Stefan Stux Gallery is pleased to present “Decompose/Recompose: Resurrect,” the first one-person exhibition in New York of recent photo works by Alex Guofeng Cao.
Confronting the viewer with a large-scale, imposing photographic image, one that is on the face of it, very familiar—a well-known celebrity photo—Alex Guofeng Cao connects the circuits of historical meaning by breaking down this memorable face into a grid of thousands of copies of a smaller, related image. Marilyn Monroe decomposes into strings of repeated pictures of JFK, or of the Mona Lisa; Pamela Anderson dissolves into tiny reproductions of Courbet’s L’Origine du Monde; Andy Warhol emerges from a sea of Mao’s.

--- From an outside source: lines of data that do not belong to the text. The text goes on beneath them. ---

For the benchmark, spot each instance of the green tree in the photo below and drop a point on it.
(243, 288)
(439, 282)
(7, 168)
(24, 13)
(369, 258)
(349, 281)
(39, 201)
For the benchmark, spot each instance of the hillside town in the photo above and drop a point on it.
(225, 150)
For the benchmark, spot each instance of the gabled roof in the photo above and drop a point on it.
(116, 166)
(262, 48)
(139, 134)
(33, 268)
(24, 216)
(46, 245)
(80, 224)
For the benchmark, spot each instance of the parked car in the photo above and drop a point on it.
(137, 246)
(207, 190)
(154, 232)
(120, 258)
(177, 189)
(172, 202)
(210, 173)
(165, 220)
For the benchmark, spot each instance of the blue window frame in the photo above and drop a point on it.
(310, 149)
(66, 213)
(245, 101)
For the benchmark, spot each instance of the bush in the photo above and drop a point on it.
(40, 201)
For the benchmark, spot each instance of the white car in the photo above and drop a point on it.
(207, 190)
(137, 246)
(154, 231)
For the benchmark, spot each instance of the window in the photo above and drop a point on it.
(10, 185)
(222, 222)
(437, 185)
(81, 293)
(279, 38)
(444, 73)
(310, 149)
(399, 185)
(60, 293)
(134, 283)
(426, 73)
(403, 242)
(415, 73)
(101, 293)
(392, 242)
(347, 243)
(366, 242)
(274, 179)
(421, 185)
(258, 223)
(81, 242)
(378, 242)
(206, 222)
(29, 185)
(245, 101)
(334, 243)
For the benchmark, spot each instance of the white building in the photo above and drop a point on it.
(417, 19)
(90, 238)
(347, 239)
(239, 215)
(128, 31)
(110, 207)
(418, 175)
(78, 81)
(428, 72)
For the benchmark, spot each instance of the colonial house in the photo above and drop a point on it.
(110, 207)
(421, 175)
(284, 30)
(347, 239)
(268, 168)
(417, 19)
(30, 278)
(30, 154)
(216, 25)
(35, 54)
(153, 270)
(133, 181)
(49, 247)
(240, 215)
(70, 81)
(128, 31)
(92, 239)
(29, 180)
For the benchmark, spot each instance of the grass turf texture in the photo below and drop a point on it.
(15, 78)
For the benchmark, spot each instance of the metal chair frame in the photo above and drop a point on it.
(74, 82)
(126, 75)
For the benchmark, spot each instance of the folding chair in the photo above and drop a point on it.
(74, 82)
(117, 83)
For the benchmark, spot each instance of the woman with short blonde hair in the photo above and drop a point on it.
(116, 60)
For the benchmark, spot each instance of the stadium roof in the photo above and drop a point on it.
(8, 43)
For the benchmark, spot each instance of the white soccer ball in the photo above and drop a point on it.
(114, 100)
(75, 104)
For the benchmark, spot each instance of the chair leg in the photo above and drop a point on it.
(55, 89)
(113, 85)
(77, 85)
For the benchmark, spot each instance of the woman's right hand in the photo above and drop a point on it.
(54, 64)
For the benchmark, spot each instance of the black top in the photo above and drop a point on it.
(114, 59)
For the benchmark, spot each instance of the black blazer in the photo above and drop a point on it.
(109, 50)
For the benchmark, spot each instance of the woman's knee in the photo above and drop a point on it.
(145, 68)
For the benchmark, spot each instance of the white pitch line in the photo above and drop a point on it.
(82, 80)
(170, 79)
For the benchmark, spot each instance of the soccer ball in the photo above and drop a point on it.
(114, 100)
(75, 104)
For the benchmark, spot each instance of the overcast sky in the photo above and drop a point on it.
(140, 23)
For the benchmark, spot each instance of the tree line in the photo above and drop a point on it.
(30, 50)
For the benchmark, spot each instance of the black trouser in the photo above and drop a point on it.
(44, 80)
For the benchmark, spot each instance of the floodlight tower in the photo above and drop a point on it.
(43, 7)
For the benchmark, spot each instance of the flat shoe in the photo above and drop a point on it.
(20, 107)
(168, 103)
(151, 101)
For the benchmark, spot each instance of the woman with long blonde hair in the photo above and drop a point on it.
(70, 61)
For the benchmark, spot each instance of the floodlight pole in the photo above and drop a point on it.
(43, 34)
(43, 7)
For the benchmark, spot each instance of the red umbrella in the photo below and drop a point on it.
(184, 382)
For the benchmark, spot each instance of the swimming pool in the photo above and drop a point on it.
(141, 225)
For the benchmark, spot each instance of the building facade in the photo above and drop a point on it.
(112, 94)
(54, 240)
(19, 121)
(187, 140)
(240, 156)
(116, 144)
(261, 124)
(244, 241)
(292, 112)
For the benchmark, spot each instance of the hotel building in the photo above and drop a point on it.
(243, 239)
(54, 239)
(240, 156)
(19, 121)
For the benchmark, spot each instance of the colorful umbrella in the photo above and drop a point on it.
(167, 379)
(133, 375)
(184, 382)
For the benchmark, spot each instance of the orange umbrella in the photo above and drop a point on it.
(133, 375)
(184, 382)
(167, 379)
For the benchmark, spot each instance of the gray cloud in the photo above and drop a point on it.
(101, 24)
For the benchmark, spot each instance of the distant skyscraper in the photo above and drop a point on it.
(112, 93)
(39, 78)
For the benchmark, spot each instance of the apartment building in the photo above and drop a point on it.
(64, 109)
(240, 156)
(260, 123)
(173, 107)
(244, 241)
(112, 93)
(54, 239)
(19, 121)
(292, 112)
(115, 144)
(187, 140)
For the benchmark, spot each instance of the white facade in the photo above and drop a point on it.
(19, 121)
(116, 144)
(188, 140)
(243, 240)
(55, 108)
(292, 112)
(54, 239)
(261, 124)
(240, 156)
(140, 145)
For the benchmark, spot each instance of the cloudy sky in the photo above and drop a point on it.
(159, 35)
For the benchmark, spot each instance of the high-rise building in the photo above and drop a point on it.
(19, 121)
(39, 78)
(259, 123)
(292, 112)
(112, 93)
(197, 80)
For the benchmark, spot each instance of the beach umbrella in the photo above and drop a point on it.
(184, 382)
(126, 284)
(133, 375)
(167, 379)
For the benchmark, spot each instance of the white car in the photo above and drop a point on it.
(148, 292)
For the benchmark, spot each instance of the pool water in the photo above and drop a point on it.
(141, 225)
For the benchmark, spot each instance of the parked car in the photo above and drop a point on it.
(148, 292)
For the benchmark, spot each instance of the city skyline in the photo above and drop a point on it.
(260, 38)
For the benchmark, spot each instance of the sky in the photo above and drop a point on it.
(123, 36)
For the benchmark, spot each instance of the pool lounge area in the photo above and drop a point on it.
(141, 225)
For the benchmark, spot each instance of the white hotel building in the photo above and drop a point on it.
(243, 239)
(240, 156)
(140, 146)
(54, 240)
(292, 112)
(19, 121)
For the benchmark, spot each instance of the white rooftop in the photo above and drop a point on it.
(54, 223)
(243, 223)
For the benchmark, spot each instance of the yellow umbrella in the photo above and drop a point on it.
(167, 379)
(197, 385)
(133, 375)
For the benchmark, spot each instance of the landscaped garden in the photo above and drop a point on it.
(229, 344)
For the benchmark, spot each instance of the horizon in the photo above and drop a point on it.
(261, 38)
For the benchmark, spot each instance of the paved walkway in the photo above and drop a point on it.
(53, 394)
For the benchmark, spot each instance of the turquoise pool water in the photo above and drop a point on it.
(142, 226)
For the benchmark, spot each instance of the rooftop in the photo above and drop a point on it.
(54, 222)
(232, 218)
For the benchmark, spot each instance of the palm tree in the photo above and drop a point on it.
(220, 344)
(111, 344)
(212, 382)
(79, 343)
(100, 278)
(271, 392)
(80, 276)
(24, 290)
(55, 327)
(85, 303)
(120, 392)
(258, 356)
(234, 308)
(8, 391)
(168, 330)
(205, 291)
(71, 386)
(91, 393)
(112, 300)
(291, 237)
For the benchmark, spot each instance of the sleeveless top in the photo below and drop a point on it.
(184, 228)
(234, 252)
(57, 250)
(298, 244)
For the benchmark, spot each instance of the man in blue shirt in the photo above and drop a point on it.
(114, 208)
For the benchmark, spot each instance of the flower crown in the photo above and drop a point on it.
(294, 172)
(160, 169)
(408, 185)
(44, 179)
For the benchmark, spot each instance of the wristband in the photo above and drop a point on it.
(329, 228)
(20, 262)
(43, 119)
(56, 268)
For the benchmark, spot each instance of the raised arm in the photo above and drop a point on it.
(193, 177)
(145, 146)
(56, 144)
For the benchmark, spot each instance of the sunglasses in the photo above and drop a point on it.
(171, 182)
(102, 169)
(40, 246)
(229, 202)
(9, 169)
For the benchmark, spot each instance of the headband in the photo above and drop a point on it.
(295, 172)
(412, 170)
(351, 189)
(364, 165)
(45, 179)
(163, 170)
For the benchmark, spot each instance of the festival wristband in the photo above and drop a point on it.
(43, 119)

These finely produced photographic mosaics, inspired by Cao’s interest in similarly pieced works from Greek and Roman antiquity, leverage the new technical possibilities of digital images, making the pixel itself a new, self-conscious carrier of meaning itself, and not merely a structural support for its expression. Cao takes this a step farther, replacing some of the thousands of embedded images in each work with other pictures (requiring closer investigation in order to find them), casting deeper reflection on the historical or cultural field of meaning already generated by the two primary interwoven images. In JFK vs. Marilyn, for example, the ‘pixels’ numbered 1962 and 1963 have been replaced by an image of a candle and of a rifle. The artist renders what Barthes formulated as the photograph’s intransigent presence as what-has-been porous to the narratives of history and the process of representation itself. The process of decomposing the original image allows it to re-emerge with a new lease on life; to be resurrected, as it were.